The FDA has approved UGN-101 (mitomycin gel; Jelmyto) for the treatment of patients with low-grade upper tract urothelial cancer (LG UTUC).1
This represents the first nonsurgical treatment option for patients with LG UTUC.
“This is the first approval specifically for patients with low-grade UTUC and provides an option for some patients who may otherwise require a nephroureterectomy,” said Richard Pazdur, MD, director of the FDA’s Oncology Center of Excellence and acting director of the Office of Oncologic Diseases in the FDA’s Center for Drug Evaluation and Research, in a statement. “Due to substantial treatment challenges associated with the complex anatomy of the upper urinary tract, many patients need to be treated with radical surgery usually complete removal of the affected kidney, ureter and bladder cuff. Jelmyto gives patients, for the first time, an alternative treatment option for low-grade UTUC.”
Findings from the pivotal phase III OLYMPUS trial supported the approval for this mitomycin formulation. In the study, a total of 41 patients (58%) were reported as having a complete response (CR) at 3 months and 29 patients still showed responses at follow-up. At least one dose of maintenance therapy was administered to patients.
In terms of durability of response, 19 patients were still having a CR at 12 months. Documented recurrences were reported in 7 patients. The median response duration had not been reached (range 0-18.8+ months), at the time of data cutoff.

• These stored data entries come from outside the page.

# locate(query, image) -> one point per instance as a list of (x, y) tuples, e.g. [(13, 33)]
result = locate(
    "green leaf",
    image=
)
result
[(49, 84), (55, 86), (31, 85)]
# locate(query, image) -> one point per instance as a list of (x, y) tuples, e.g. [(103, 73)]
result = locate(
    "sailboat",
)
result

OLYMPUS is a prospective, open-label, single-arm study that explored the efficacy and safety of UGN-101 in the upper urinary system of patients with non-invasive LG UTUC (NCT02793128). UGN-101 is a prolonged release, reverse thermal gel formulation, administered through retrograde catheter, that contains mitomycin.2
Patients were treated once weekly 6 times with UGN-101 at 4 mg MMC per 1 mL of TC-3 gel with a maximum dose of 15 mL. Four to six weeks after the last instillation, patients went through a primary disease evaluation of ureteroscopy and wash cytology to determine if they had achieved a complete response (CR). Those who achieved a CR were able to continue receiving monthly instillations as maintenance therapy for up to 11 treatments.

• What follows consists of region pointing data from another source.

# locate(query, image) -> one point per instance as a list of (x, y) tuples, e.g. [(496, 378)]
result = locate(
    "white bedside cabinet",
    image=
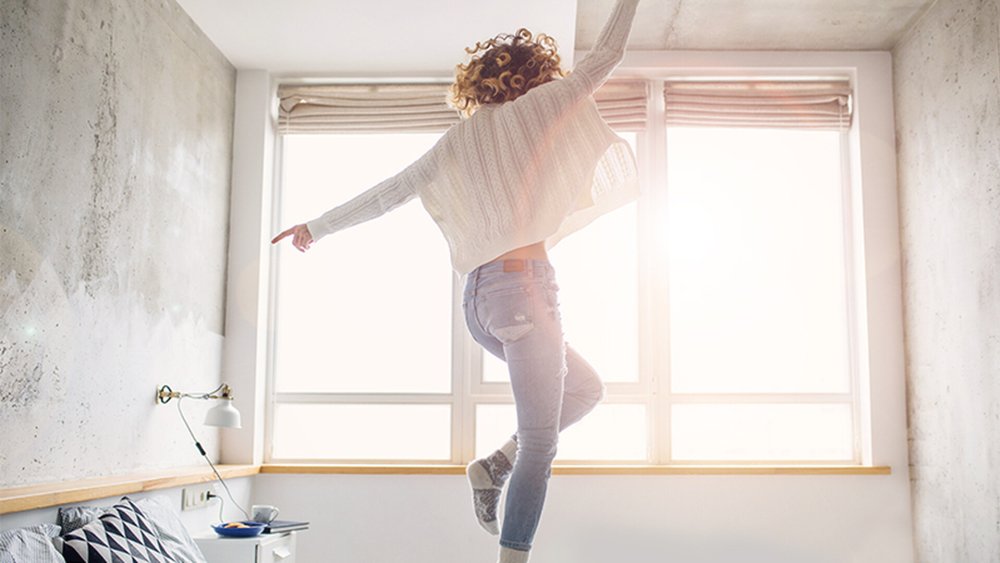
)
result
[(265, 548)]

Eligible patients had at least 1 measurable papillary tumor ≤15 mm and a biopsy from above the ureteropelvic junction that confirmed urothelial carcinoma. Bilateral LG UTUC was acceptable if at least 1 side met the inclusion criteria for the trial and the other kidney did not require treatment.

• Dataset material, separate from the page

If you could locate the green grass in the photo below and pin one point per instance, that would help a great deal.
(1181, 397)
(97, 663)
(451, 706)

Anyone who had received Bacillus Calmette-Guerin treatment within 6 months of initiation, carcinoma in situ, untreated concurrent urothelial cancer in other locations, or a history of invasive urothelial carcinoma in the urinary tract or high-grade papillary urothelial carcinoma were not able to participate in the trial.
The primary end points were CR rate and adverse events (AEs) rate; secondary measures included durability of CR, partial response (PR) rate, and MMC levels in the plasma.
A total of 74 patients have been enrolled in the trial at sites across the United States and Israel.
The final analysis showed that 89% of patients maintained their response at 6 months and 84% at 12 months by Kaplain-Meier analysis. The estimated time to recurrence was about 13 months.
The most common treatment-emergent adverse events observed were ureteric stenosis (43.7%), urinary tract infection (32.4%), hematuria (31.0%), flank pain (29.6%), dysuria (21.1%), renal impairment (19.7%), and vomiting (19.7%). Most of these events were transient and were considered to be mild to moderate.
The most common grade 3 treatment-emergent adverse event was ureteric stenosis in 8.5% of patients. The FDA noted that such obstructions did not completely resolve in 51% of patients and transient or long-term stents may be required to relieve obstruction.
The FDA advised that women who are pregnant should not take UGN-101 as it could cause harm to a fetus or newborn baby, and patients with a glomerular filtration rate less than 30 ml/min should also avoid using mitomycin gel.
UGN-101 previously received orphan drug, fast track, and breakthrough therapy designations from the FDA for the treatment of patients with LG UTUC.